Imagine the convenience of rolling up to the fuel pump, filling up and driving off with cameras which scan your number plate charging you for the fuel. Well, that ease of getting another chore ticked off the list is about to become reality.
Fuel distributor Z Energy will on Friday roll out hands-free automated pump payments to 40 stations throughout Auckland and the North Island.
The NZX-listed company has been trialling the technology since December last year, and plans to roll-out the technology to the South Island later in the year.
'Fastlane', which is what Z Energy has named the automated payment technology, works through downloading the Z app and entering fuel, registration and payment details.
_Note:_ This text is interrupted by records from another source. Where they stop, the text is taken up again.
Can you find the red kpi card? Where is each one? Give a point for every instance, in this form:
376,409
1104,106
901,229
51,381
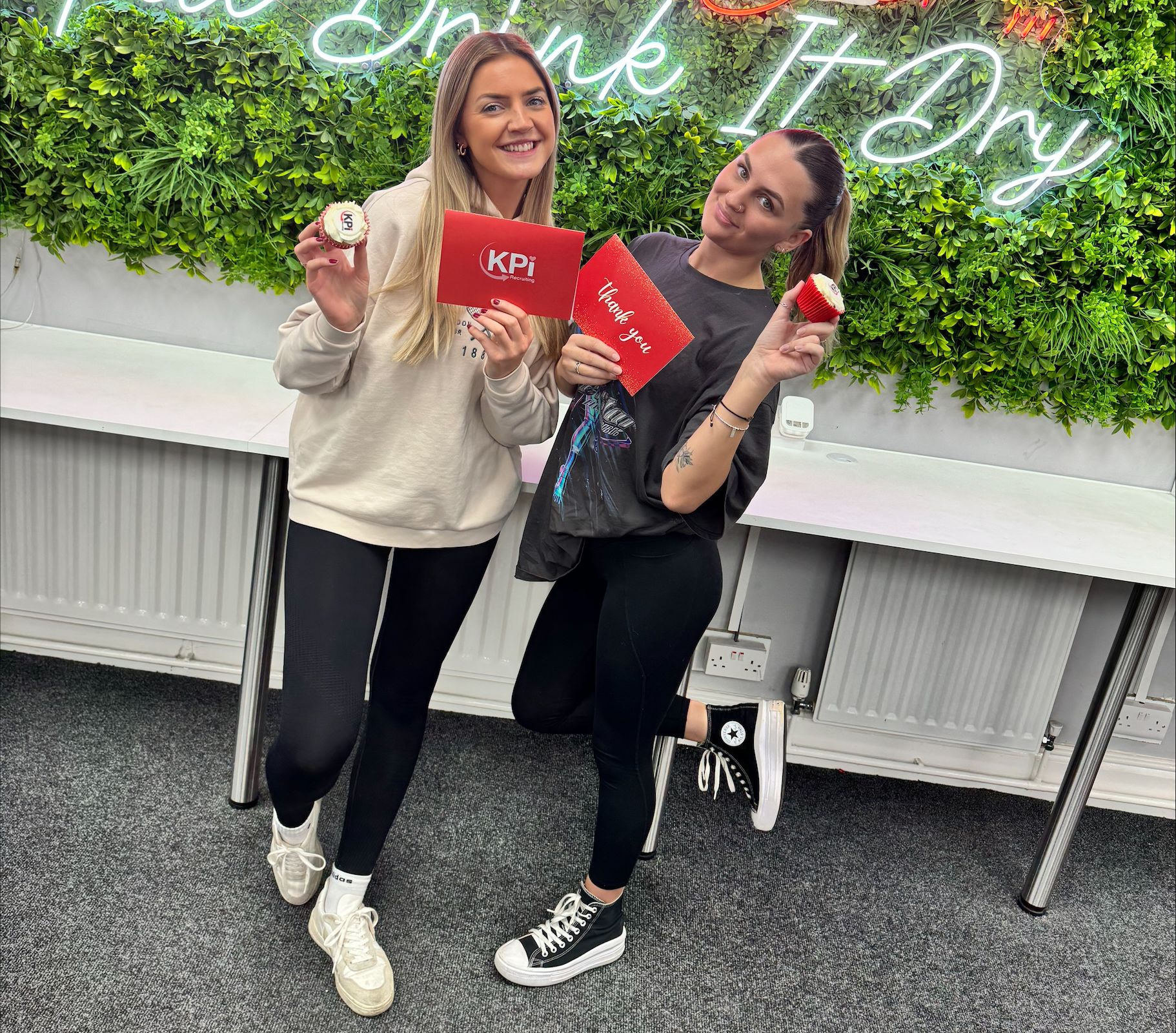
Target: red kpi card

Once you fill up your tank the security cameras at the station scan the car number plate and the payment is made instantly.
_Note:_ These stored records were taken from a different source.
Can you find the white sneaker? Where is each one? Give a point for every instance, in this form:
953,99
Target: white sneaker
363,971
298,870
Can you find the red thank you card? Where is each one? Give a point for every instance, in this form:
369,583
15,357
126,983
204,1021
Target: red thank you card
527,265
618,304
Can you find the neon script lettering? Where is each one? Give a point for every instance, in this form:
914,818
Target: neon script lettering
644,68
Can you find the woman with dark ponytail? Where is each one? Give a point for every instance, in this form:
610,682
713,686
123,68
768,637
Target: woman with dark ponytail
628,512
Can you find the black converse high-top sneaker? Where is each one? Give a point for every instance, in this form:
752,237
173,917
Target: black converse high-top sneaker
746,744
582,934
Z Energy is confident that automated payments won't impact the sales of food and drink at its sites.
The company's stock is currently trading at around $5.60.
Z Energy innovation manager Pete Robson said the company developed the technology to make filling up at the pump quicker and easier.
"As you drive in our cameras read your number plate and we unlock the fuel pump for you ... fill yourself up and you drive away - you don't need to go inside, you don't need to swipe you're card or do anything - it all happens behind the scenes in an attempt to make the experience easier and better, and speed things up," Robson said.
By the end of the week the technology will be rolled out to 40 sites - mainly across Auckland - and three in Christchurch.
For the last 12 months Z Energy has had nine stations trialling the payment option, including at Te Atatu Peninsula and Greenlane.
The technology allows for loading up multiple number plates to a single card, for example, so parents can pay for their children's fuel or employees can fill up on the company account.
Z Energy, which also operates the Caltex brand, was not able to reveal how much it spent to implement the technology but said it was not much as its stations already use the existing high definition CCTV and number plate recognition software needed for the technology.
Robson said the company would seek feedback on fastlane when it is made widely available. "It's based on customer feedback as to where we go next with it ... do we change it again and do it slightly differently or do we take it to a whole different place."
There was risk associated with the payment option but Robson said the company was confident with its capabilities and the results from trials.
Robson said it was hard to know if the automated payment would result in a decline in retail store sales but said it did not expect every customer to opt for fastlane.
"We haven't noticed [a decline], then again, we've only had the nine sites so it is small on the scale of how many sites we have," he said.
"Where this whole thing came from for us was around the idea of innovations and about actually standing out for customers. Our industry, we're really known for being all the same, so offering something like fastlane offers customers choice.
"It's not for everyone, in the same sense that if you want to deal with a bank, you can go into the branch, online or call them up - different people have different preferences and we see fastlane as another choice."
Robson said it was not Z Energy's intention to turn its stations into self-service points. "We're pretty comfortable that this is about choice - just one of the things we offer, as opposed to replacement.
"When you need to be in and out quickly and you've got somewhere to be - that's where we think fastlane is perfect."
Z Energy has 200 stations spread throughout the country.